The Residents have learned this fact of life all too well, as these reclusive geniuses/artistic psychopaths have done both for the last 20 years -- escaped popular culture and critiqued it. Twenty Twisted Questions is a career-spanning retrospective of contemporary music's meta-conceptual mythmongers, assessing what they've had to say about the world in which we live while they've been creating their own through music, video, performance, and Pour Know Graphics, all sampled here.
Turning rejection into triumph in 1972 when a Warner Bros. record exec sent back the group's demo tape in care of "The Residents", this Louisiana-raised, San Francisco-based ensemble took its name as a way of elevating anonymity to art, an attack on the age of pop celebrity that was beginning to kick in as rock's golden era was petering out. Fresh on the scene when pretentious "progressive rockers", egomaniacal super-groups, navel-contemplating singer-songwriters, inane AM radio opportunists, and deified guitar heroes of the FM dial dominated the pop universe, The Residents were everything that the early 1970s best-sellers weren't: wacky, weird, more inventive than they were musically adept, irreverent, irritating and -- above all -- conceptually astute.

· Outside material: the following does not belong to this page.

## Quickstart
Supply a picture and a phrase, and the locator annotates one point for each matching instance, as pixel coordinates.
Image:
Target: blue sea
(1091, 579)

This was a band that was going to be as famous for its ideas as many of their contemporaries were to be forgotten fore lacking them.
A sign of what was to come, Meet The Residents was issued in 1974 with a jacket that both honored and defaced the cover art of the Fab Four's introductory LP, Meet The Beatles. The Residents set themselves up as prankster truth-tellers waging a war of wit against ingrained cultural institutions. Winning an audience wasn't going to be easy.

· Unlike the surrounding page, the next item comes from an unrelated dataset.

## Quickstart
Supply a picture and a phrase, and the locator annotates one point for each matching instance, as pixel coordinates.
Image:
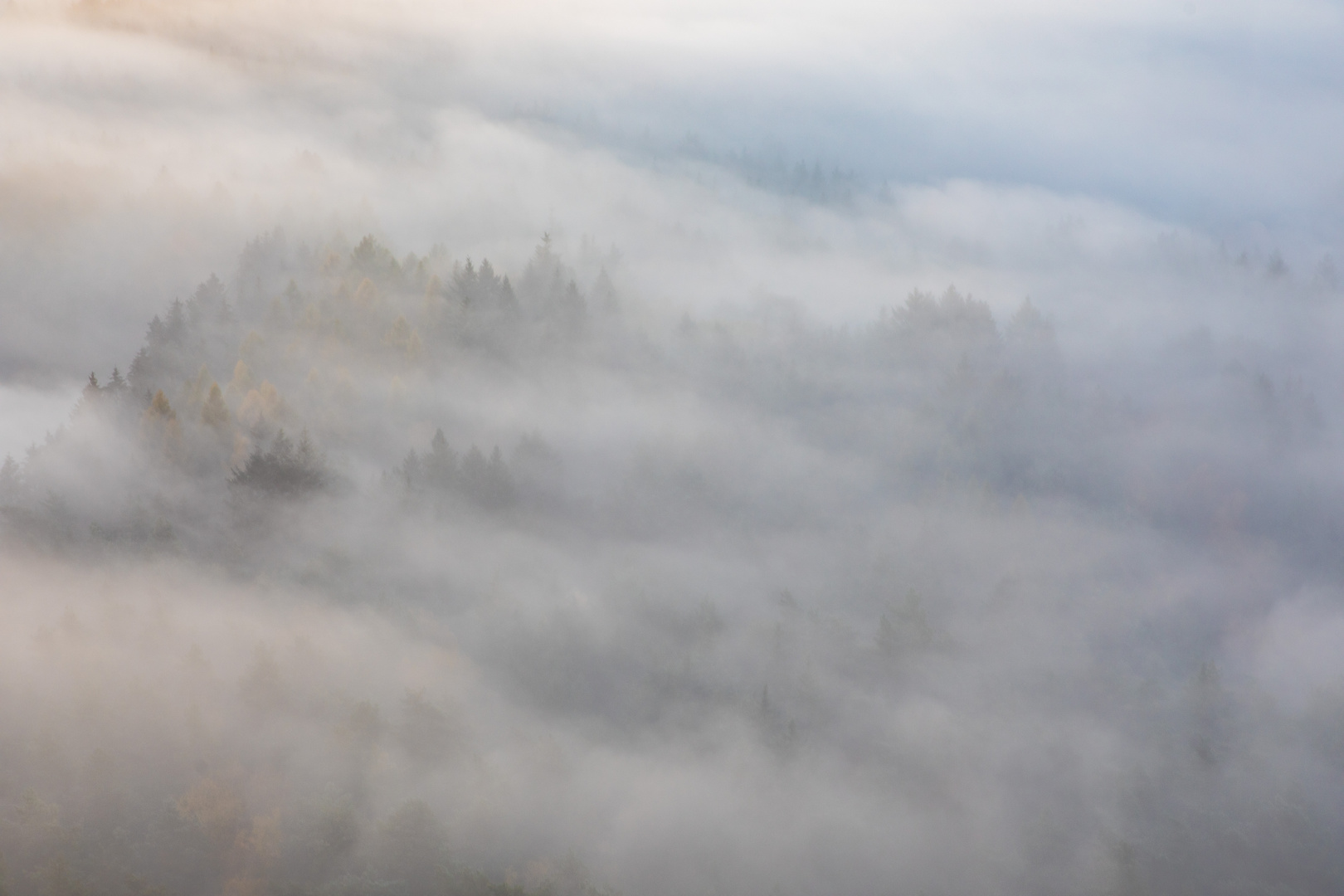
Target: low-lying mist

While waiting for fans and record contracts to materialize, The Residents turned to feature-length video production. Vileness Fats -- an unfinished but nevertheless fascinating work -- is a tribute to their own isolation. Shot in eerie black and white video with elaborate studio sets, animated live action, fantastical costumes and a soundtrack that spoofs soundtracks, this early 1970s extravaganza hints at the theatricality that was to come in the group's live show nearly 15 years later.
The Residents began finding fans during the mid-1970s punk rock boom. In 1976, they released The Third Reich 'n' Roll LP -- a collage of familiar rock riffs and chants twisted almost beyond recognition -- and Satisfaction, a single that dragged the Rolling Stones' signature song kicking and screaming into a new phase of pop fury. The Residents established themselves as alien outcasts who rebelled against rock and the culture that created it. Ironically, an early video clip from this most iconoclastic period, The Third Reich 'n' Roll, (along with 1980s One Minute Movies), was featured in a music video retrospective presented by The Museum of Modern Art and remains in MOMA's permanent collection. How's that for credibility?
Because The Residents deliberately remained anonymous and almost never performed in the first decade of their existence, the group had to invent a different kind of visual identity. In their act of re-creation, The Residents epitomized punk's do-it-yourself ethic. Their playfully grotesque home-made videos shrieked with ambition and their shock-tactic graphics screamed from the record sleeves. The quartet became instantly identifiable when it invented the "eyeball look" for its 1979 album Eskimo, which featured a photo of the group with heads shrouded under giant eyeballs, an image that implied the Residents were not simply to be glared at: these anti-icons were watching us.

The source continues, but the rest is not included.